I'm young at heart. I've never really felt my age, which perhaps stems from the fact that a lot of people perceive me as much younger than I am. Most days I still feel like a girl who's waiting to enter adult hood.
You'll find me sitting indian style on the floor more often than you'll find me sitting lady-like on the sofa. I still ride scooters and roll around in the grass with my kiddos. I still drink juice from a box and eat cheerios without milk. I'm usually the ONLY parent still climbing around on the equipment at the playground. I do long for those days I can relax on the bench with the other mothers, but I don't have the heart to deny my little guy when he asks me to "play" with him. I'm not complaining...I feel fortunate that I'm still young and healthy enough to keep up with my boys while they're young.
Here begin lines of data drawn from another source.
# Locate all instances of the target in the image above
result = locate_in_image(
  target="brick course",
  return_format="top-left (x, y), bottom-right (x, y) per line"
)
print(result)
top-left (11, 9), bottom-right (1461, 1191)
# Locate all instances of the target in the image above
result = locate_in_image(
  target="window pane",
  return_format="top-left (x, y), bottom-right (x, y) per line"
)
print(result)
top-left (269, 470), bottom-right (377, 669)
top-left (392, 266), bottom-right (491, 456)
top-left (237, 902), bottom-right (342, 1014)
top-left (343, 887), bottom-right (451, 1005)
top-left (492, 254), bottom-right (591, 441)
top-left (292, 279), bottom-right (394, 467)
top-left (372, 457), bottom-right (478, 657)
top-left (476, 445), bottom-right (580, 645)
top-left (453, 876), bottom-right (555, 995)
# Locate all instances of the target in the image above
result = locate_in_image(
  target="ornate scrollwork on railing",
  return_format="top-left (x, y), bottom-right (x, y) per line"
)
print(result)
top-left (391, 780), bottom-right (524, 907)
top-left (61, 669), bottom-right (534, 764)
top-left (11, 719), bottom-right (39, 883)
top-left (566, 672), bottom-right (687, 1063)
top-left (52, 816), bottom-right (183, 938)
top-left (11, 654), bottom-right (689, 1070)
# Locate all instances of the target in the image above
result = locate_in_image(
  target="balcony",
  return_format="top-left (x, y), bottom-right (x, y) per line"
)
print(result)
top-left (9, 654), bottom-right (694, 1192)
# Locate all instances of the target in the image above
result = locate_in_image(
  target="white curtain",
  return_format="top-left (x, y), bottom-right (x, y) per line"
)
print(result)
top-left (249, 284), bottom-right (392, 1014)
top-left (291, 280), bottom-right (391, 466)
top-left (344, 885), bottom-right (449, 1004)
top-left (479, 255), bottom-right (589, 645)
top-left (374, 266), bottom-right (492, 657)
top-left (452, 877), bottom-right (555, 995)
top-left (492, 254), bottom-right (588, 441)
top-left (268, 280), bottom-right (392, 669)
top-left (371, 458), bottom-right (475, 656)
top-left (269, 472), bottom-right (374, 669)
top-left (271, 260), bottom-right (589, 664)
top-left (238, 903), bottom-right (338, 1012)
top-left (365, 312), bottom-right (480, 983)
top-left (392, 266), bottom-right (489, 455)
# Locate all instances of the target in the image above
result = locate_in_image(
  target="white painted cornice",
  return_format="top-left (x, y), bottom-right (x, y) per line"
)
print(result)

Ironically, despite all this, some days I look in the mirror and wonder where the years have gone. I can see father time beginning to make his presence known....and right on my face of all places! lol. Since turning 36, I have started to see the beginning effects of being middle-aged, and while I don't feel I'm a vain person, I don't like it. I'm not ready to look or feel my age...I'm not ready to grow old no matter how "gracefully" the growth may be.
I guess I keep waiting to FEEL like a 36 year old woman, but I'm starting to wonder if that'll ever happen. Will I always feel young inside as my body continues growing older and older? In a way, I feel that my body is betraying me....but, perhaps it's my mind which deceives me.